Daniel A. Peterson, Nate B. Hardy, and Benjamin B. Normark
Micro- and macroevolutionary trade-offs in plant-feeding insects
The huge of diversity of life on earth is often attributed to the division of resources among species – for example, plant-feeding insects may be so diverse because each is a specialist at eating one small group of plant species. This hypothesis is intuitive because “a jack of all trades is master of none”: natural selection should favor specialists when trade-offs prevent any one species from being good at everything. However, a new study from researchers at the University of Massachusetts and Auburn University suggests that evolutionary trade-offs may be less important than we thought.

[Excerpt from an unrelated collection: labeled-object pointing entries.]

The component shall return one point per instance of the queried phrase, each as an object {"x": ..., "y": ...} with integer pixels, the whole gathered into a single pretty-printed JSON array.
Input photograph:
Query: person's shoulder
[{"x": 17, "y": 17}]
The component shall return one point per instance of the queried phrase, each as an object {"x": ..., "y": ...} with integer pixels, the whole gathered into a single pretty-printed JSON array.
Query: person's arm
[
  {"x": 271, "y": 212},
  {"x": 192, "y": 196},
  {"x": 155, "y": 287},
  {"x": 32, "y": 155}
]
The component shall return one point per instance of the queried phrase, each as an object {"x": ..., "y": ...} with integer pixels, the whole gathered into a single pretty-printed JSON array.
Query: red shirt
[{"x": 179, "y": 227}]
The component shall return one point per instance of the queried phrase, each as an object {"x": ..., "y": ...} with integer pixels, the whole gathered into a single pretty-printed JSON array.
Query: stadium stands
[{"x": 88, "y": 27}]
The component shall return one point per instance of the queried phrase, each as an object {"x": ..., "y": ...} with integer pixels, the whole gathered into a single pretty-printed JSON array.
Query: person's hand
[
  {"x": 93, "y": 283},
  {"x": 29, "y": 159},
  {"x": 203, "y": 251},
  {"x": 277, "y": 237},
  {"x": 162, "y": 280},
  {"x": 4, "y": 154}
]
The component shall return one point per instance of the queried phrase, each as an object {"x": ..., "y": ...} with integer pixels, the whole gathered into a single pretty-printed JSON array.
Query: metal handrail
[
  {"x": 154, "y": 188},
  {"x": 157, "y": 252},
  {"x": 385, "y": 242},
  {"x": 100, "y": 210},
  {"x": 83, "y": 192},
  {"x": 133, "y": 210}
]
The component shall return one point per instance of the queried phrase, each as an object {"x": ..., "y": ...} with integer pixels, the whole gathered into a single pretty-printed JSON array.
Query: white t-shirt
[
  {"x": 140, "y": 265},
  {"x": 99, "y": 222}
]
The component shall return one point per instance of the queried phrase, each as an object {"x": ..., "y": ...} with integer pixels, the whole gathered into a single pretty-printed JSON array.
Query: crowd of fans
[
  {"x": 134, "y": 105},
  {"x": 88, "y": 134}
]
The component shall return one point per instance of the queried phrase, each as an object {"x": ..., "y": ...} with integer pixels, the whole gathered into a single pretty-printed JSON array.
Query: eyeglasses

Using records of insects feeding on particular host-plants gathered from online databases, the researchers reconstructed the evolutionary changes in the host-plants used by thousands of species of North American caterpillars and true bugs over hundreds of millions of years. They found that when an insect species evolved the ability to use a new host-plant type, that species's chances of evolving to also use other host-plant types increased, rather than decreased. In true bugs, they found no trade-offs in host-plant use at all; in fact, some species of mealybugs and aphids have evolved to eat all eleven host-plant types considered in the study, including diverse plant groups like pines, grasses, and oaks. Even in caterpillars, trade-offs were found only at very broad levels, for example between feeding on trees and feeding on plants without woody stems.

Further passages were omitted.